7mind / izumi

Productivity-oriented collection of lightweight fancy stuff for Scala toolchain

Home Page:https://izumi.7mind.io

Geek Repo:Geek Repo

Github PK Tool:Github PK Tool

The only RoleTask does not exit after completion

amricko0b opened this issue · comments

Greetings!

I've got a Cats IO based application with only RoleTask bootstrapped. Distage version: 1.0.8
My RoleTask contains long, blocking piece of code - but it doesn't blocks forever.

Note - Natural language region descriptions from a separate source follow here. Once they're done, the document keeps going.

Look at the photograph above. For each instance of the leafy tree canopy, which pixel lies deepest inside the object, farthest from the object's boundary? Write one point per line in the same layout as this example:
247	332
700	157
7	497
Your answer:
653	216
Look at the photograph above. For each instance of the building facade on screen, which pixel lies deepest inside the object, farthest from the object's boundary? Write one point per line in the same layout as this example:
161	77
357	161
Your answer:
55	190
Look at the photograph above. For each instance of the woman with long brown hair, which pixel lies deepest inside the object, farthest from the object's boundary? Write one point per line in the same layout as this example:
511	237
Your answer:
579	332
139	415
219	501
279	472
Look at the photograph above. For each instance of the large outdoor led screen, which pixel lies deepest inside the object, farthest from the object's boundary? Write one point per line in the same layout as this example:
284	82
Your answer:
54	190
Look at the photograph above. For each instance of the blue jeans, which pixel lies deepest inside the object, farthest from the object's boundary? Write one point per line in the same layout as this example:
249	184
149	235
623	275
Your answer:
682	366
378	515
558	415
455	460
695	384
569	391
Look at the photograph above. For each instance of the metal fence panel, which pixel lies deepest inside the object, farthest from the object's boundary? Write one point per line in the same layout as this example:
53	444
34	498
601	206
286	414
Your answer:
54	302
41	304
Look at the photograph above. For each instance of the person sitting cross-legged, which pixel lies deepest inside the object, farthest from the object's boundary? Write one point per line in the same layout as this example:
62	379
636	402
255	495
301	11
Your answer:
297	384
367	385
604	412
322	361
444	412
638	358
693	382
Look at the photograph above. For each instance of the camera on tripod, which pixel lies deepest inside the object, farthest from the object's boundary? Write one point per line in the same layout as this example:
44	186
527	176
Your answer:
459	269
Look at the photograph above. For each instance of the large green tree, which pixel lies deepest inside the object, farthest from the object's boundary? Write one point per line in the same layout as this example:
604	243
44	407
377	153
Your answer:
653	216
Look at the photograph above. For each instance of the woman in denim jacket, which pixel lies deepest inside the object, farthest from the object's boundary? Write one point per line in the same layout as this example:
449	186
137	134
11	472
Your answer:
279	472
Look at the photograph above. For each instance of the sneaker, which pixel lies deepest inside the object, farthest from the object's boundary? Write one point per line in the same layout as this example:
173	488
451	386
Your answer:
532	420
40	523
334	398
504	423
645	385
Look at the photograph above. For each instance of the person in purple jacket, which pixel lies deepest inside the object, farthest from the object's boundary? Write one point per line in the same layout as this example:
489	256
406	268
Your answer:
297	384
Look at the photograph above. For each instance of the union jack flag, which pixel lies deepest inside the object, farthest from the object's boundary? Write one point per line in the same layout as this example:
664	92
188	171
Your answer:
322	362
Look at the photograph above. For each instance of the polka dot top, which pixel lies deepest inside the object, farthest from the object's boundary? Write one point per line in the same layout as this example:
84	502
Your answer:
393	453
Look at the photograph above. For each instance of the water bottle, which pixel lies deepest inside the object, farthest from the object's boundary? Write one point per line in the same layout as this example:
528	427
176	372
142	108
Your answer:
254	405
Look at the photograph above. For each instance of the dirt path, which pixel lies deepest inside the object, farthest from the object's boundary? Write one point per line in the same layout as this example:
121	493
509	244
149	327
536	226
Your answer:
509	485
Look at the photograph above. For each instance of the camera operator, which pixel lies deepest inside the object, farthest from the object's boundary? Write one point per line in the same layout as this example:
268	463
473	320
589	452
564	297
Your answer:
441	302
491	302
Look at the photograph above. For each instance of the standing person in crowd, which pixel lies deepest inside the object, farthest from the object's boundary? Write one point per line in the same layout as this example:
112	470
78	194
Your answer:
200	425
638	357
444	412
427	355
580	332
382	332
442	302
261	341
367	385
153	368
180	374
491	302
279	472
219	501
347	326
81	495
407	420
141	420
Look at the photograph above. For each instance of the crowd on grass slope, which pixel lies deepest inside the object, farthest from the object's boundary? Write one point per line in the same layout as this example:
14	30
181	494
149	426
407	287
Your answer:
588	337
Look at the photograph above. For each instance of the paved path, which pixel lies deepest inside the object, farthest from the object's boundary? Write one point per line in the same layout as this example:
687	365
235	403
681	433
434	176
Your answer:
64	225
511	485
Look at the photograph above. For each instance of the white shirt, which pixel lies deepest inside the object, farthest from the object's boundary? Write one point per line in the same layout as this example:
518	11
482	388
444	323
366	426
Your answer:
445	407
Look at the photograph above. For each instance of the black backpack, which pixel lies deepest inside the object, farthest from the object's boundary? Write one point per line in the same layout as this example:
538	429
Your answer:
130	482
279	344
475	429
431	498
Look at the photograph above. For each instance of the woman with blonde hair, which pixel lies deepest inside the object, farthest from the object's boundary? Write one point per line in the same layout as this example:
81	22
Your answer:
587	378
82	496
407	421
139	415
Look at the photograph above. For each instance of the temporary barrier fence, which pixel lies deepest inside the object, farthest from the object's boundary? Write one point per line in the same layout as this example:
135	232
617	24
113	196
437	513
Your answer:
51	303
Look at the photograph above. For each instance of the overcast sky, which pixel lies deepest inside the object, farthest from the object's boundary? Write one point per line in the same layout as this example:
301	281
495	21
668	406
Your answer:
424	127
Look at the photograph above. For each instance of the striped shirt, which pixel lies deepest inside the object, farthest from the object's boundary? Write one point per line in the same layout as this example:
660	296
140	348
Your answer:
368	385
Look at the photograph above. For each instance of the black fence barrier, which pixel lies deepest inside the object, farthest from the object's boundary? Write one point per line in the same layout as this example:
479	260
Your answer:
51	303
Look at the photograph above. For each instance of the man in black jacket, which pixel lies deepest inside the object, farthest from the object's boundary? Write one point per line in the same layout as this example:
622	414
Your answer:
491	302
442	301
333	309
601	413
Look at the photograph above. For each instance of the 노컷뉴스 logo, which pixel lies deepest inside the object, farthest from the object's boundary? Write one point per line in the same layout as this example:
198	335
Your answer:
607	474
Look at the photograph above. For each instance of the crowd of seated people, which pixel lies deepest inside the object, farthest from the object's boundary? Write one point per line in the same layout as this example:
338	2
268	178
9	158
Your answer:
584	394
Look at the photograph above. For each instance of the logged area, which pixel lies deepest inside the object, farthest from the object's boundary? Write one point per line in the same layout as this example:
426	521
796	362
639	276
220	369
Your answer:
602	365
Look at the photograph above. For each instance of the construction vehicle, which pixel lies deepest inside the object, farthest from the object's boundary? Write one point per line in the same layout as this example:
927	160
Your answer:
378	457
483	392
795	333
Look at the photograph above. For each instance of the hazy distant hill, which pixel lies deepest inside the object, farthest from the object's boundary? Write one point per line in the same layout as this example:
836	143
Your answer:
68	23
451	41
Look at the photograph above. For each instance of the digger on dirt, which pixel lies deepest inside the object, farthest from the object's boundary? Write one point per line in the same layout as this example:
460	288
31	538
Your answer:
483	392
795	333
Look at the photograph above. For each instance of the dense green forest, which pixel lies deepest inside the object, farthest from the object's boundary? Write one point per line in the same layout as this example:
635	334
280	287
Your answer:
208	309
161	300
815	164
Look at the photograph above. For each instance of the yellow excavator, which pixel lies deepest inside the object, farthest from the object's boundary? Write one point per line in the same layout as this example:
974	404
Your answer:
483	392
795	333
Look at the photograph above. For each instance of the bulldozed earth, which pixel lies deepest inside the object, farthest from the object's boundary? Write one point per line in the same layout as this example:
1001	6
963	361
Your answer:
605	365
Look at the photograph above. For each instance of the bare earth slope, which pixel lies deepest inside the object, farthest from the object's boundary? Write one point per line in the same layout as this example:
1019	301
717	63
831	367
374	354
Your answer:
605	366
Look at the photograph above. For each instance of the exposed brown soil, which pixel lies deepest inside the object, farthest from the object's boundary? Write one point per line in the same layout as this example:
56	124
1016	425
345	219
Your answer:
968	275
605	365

I thought, that after completion of role's start() method the application must exit - but it doesn't.
Am I wrong, assuming this behaviour?

My role looks something like this:

class MyTaskRole(
    sender: MySender[IO],
    @Id("myTask-role-logger") logger: Logger[IO]
) extends RoleTask[IO] {

  override def start(
      roleParameters: RawEntrypointParams,
      freeArgs: Vector[String]
  ): IO[Unit] =
    for {
      _ <- logger.info("Running sending task")
      _ <- sender.sendBatchesUntilEmpty
      _ <- logger.info("Sending task complete!")
    } yield ()
}

object MyTaskRole extends RoleDescriptor {
  override def id: String = "myTaskRole"

  object Plugin extends PluginDef {
    include(
      new RoleModuleDef {
        makeRole[MyTaskRole]
      }
    )
  }
}

sender.sendBatchesUntilEmpty is a blocking call, performing a long, blocking task.
After its completion I see "Sending task complete!" message among logs.
Also, I observe that line:

I 2021-08-04T17:48:26.407 (RoleAppEntrypoint.scala:82) …AppEntrypoint.Impl.runRoles [31:ioapp-compute-0] phase=late No services to run, exiting...

But, as I have already mentioned, application does not exit.

Here is example of my launcher - maybe it helps somehow.
I had not override anything here.

object Launcher extends LauncherCats[IO] {

  implicit val ec: ExecutionContextExecutor =
    ExecutionContext.fromExecutor(
      Executors.newFixedThreadPool(10)
    )

  implicit val contextShiftIO: ContextShift[IO] = IO.contextShift(ec)

  implicit val concurrentEffectIO: ConcurrentEffect[IO] = IO.ioConcurrentEffect

  implicit val timerIO: Timer[IO] = IO.timer(ec)

  override protected def pluginConfig: PluginConfig =
    PluginConfig.const(
      Seq(
        MyTaskRole.Plugin,
        DI
      )
    )

  object DI extends PluginDef {
    // a bunch of include(...) directives
  }
}

Sounds like a bug. I'll look at it. Thanks.

I've tried to reproduce this in 634aea5 though the demo app works exactly as expected.

Could you check if your app works on latest snapshot? In case it doesn't - could you fix my repro and actually reproduce the issue please?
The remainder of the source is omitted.